HL values achieved by the ML-kNN method.

The results show that the prototypes generated for each dataset leads to HL values similar to those obtained with the original dataset. Only in the case of the scene dataset there is a significant difference in the LH value, especially when we use the set of prototypes generated by the GP3mlTS method with respect to the original dataset. This is due to the fact that this dataset has few labels (exactly 6 labels), thus only a few prototypes are generated. In short, the results showed that our proposal provides a suitable trade-off between algorithm’s performance and the number of training examples in the dataset.

6 Concluding Remarks

The Prototype Generation algorithms have proved their usefulness by improving some kNN issues such as computational time, noise elimination or memory use. Although the extensive work in multi label classification, as far as we know, the topic of prototype generation has not received any attention so far. This paper proposes three methods based on Granular Computing for the generation of prototypes.
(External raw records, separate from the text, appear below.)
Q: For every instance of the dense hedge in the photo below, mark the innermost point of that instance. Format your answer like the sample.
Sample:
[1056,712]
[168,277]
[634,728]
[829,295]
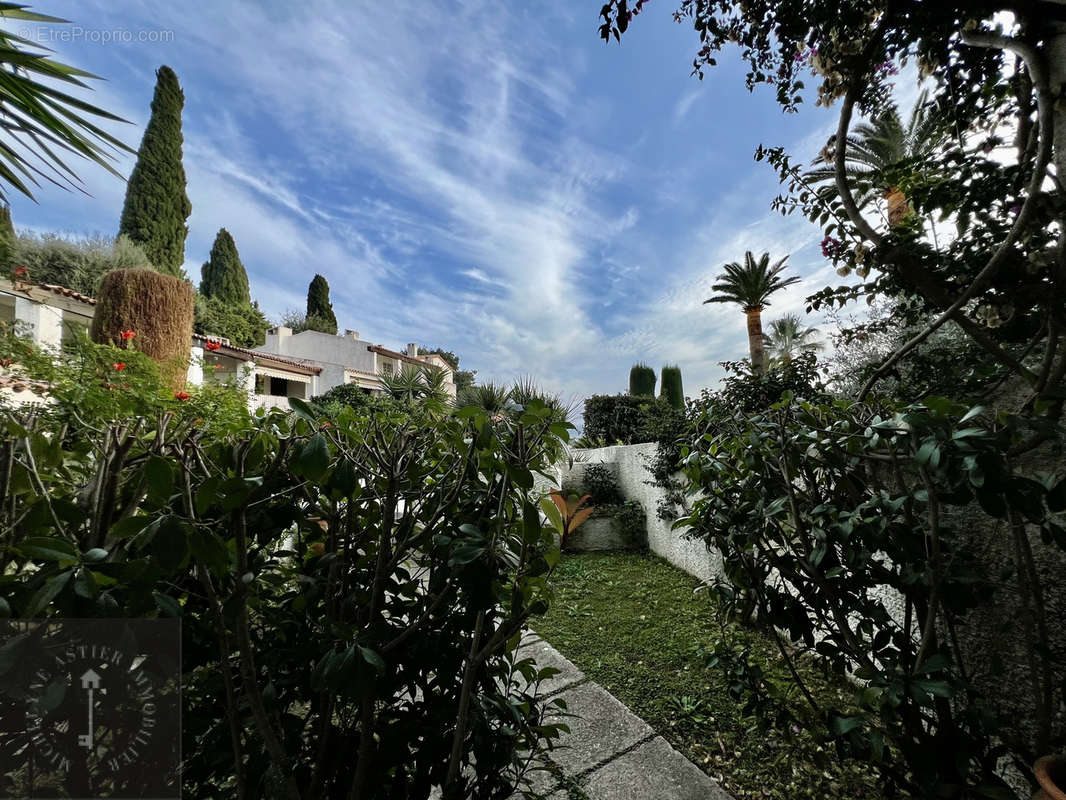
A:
[623,419]
[351,587]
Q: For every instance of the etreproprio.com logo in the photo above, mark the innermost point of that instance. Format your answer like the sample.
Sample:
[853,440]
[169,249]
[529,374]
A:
[73,33]
[91,708]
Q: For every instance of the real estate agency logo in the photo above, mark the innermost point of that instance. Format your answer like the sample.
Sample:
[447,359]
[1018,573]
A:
[109,708]
[101,709]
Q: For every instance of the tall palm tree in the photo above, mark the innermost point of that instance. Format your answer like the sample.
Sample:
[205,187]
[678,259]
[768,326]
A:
[875,147]
[749,286]
[788,338]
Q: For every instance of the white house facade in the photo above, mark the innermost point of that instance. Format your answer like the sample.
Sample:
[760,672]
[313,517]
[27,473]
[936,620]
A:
[349,360]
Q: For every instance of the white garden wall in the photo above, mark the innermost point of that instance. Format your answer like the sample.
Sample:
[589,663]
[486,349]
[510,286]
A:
[630,464]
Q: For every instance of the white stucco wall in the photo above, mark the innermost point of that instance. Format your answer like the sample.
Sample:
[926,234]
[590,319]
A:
[45,321]
[631,470]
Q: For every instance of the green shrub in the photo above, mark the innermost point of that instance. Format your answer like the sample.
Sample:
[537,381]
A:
[76,264]
[317,660]
[242,323]
[623,419]
[642,381]
[671,387]
[600,485]
[834,522]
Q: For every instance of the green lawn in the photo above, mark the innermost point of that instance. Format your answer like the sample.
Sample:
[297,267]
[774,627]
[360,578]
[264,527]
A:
[634,624]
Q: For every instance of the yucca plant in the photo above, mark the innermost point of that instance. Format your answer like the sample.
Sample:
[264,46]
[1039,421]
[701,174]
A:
[749,286]
[41,124]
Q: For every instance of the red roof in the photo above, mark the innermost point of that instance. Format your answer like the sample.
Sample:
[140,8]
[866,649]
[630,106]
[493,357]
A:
[257,355]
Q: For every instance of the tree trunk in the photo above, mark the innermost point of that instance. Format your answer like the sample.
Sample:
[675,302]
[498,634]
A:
[755,342]
[899,207]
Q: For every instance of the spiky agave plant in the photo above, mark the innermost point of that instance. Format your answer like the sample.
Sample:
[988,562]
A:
[491,398]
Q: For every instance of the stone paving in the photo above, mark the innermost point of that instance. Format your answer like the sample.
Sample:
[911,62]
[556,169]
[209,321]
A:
[611,753]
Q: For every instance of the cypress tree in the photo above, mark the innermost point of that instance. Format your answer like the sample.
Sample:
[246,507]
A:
[669,387]
[6,241]
[157,206]
[642,381]
[223,276]
[320,316]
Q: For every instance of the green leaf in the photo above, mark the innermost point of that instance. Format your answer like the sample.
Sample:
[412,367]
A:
[209,549]
[47,593]
[84,585]
[552,512]
[467,553]
[312,460]
[129,527]
[49,548]
[159,476]
[841,725]
[171,544]
[168,606]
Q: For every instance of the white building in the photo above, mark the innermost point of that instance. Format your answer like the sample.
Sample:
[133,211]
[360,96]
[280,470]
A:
[289,365]
[49,316]
[348,358]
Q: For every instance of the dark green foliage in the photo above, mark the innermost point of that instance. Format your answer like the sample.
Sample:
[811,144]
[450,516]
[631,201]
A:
[223,275]
[671,388]
[6,241]
[599,483]
[642,381]
[242,323]
[157,206]
[816,477]
[623,419]
[245,536]
[76,264]
[320,315]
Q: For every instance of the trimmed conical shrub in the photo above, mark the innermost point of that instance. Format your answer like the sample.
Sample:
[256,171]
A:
[223,276]
[149,312]
[320,316]
[6,241]
[642,381]
[157,206]
[669,387]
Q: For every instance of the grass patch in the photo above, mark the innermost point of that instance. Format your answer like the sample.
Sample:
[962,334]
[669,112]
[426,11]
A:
[636,625]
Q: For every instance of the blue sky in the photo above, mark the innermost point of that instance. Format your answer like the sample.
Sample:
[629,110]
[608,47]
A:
[488,177]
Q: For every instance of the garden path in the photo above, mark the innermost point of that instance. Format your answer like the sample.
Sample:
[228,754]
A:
[610,753]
After analyzing the reduction coefficient, it could be concluded that the proposed methods achieve a significant reduction of the datasets from the resulting prototypes, while preserving the efficacy of the ML-kNN method in most case studies.

The set of prototypes generated by these methods could be used as a learning set for other learning algorithms, even those not intended for example-based learning.